In severe cases, a surgeon may determine that it may not be worth the possible treatment due to the high risks of extensive colorectal surgery. In cases where the risk is not too high, surgery may be recommended.

Sphincterotomy, also called lateral internal sphincterotomy, is a type of procedure used to cut the anal sphincter and sphincter repair is an area with very few specialists. The anal sphincter is the group of muscles attached to the rectum at the end of the digestive tract where bowel movements pass.

This surgery is done when an anal fissure (a crack in the skin of the anus) has not healed after other treatments have been tried. Fissures can bleed and be painful and in some cases take time to heal.

In most cases, fissures can be healed at home, sometimes even without treatment. However, if healing takes too long, surgery may be considered. Sphincterotomy is considered the gold standard in the treatment of chronic anal fissures and the success rate is generally reported to be about 95% or more, depending on the study.

Recurrence of a fissure after a sphincterotomy is rare and most patients are satisfied with the results of the procedure.

Brain neurosurgery

The term “brain surgery” refers to a variety of medical procedures that involve repairing structural problems in the brain.

Today, many types of brain surgery are used. The type used depends on the area of the brain and the condition being treated.
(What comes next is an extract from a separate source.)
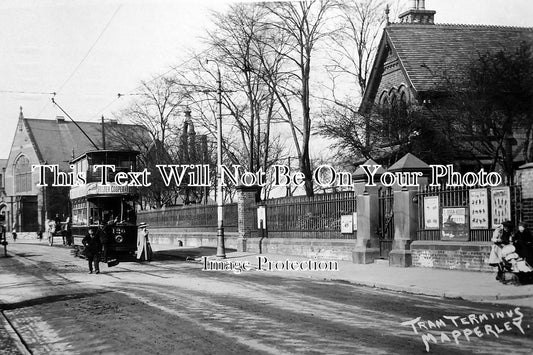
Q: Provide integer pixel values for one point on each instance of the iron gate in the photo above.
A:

Advances in medical technology allow surgeons to operate on parts of the brain without a single incision in or near the head.

Brain surgery is a complicated operation. The type of brain surgery performed depends mainly on the problem being treated. For example, a brain aneurysm can be treated using a catheter inserted into an artery in the groin. If the aneurysm is ruptured, then an open operation called a craniotomy can be performed. Neurosurgeons are highly qualified and treat each operation on a case-by-case basis.
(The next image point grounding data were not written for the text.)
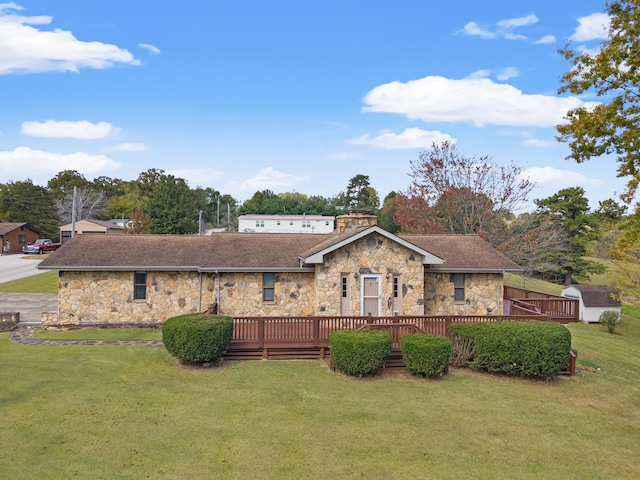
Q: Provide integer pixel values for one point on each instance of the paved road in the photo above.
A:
(16, 266)
(30, 306)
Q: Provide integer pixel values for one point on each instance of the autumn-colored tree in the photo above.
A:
(450, 192)
(613, 75)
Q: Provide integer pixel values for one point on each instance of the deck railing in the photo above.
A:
(314, 332)
(526, 302)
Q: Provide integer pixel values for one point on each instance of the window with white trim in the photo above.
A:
(458, 286)
(140, 285)
(268, 286)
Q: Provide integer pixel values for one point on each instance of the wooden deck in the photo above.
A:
(519, 301)
(273, 338)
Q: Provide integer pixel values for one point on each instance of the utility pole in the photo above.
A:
(73, 212)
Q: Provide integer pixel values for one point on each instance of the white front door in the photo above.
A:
(371, 298)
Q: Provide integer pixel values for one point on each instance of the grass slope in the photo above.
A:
(41, 283)
(133, 412)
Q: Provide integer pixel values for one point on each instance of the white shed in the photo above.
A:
(594, 299)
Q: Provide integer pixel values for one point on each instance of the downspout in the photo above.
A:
(200, 293)
(218, 292)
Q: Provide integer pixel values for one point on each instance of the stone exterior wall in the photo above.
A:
(241, 294)
(386, 258)
(483, 295)
(107, 297)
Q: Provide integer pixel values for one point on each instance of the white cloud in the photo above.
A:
(129, 147)
(26, 49)
(268, 178)
(196, 176)
(507, 73)
(513, 36)
(474, 30)
(547, 39)
(557, 177)
(49, 162)
(342, 155)
(477, 100)
(592, 27)
(151, 48)
(410, 138)
(83, 129)
(518, 22)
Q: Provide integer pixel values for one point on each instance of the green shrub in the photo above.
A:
(461, 344)
(610, 319)
(198, 337)
(359, 353)
(527, 349)
(425, 355)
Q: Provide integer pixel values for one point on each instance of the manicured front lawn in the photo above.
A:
(41, 283)
(141, 334)
(107, 412)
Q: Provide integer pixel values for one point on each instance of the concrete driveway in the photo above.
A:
(17, 265)
(30, 305)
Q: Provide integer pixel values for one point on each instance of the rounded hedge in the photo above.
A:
(198, 337)
(359, 353)
(425, 355)
(534, 349)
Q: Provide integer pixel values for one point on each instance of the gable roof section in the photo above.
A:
(317, 253)
(8, 227)
(276, 252)
(222, 252)
(596, 295)
(464, 253)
Neurosurgery is performed to correct physical abnormalities in the brain. These can be caused by birth defects, disease, injury or other problems.

You may need brain surgery if you see any of the following conditions in or around the brain:

  • Abnormal blood vessels
  • Aneurysm
  • Bleeding
  • Blood clots
  • Damage to the protective tissue called “dura”
  • Epilepsy
  • Abscesses
  • Nerve damage or nerve irritation
  • Parkinson’s disease
  • Pressure after head trauma
  • Skull fracture
  • Stroke
  • Brain tumor
  • Fluid accumulation in the brain

Not all of these conditions require brain surgery, but many may require surgery, especially if they pose a risk for more serious health problems. For example, a brain aneurysm does not require open brain surgery, but if the vessel ruptures then open surgery may be required.
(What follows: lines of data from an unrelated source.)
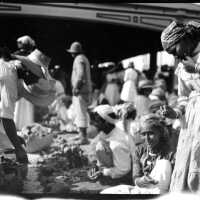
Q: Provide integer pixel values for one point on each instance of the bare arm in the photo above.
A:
(34, 68)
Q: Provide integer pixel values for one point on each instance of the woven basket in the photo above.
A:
(36, 143)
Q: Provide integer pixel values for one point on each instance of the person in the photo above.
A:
(152, 161)
(142, 100)
(81, 89)
(129, 89)
(113, 150)
(9, 96)
(183, 41)
(24, 110)
(112, 87)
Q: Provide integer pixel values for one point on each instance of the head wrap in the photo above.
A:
(151, 122)
(145, 84)
(103, 111)
(172, 34)
(26, 40)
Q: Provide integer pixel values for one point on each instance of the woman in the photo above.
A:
(114, 148)
(9, 96)
(112, 89)
(129, 89)
(183, 41)
(152, 161)
(24, 110)
(142, 100)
Physical Therapy and Rehabilitation

Physical rehabilitation is the process an injured or deconditioned person undergoes to restore physical functioning.

Physical rehabilitation can be a long process that begins while a person is still in the hospital after an injury or surgery and continues in a skilled nursing facility, home therapy, outpatient and other settings.

If you have broken your wrist and so have been in a cast for months, you may need physical therapy to regain the strength in your wrist.

This rehabilitation will help you with many everyday tasks such as preparing meals, bathing, working, etc. Most likely, you will receive rehabilitation treatment from a certified hand therapist who is an occupational therapist or physiotherapist with relevant training.

A stroke survivor may start physical therapy to improve their balance, regain strength and movement in a particular part of their body, eat on their own or drive a car again. To achieve these and similar goals, the stroke survivor will work with relevant specialists such as a physiotherapist, occupational therapist and speech therapist.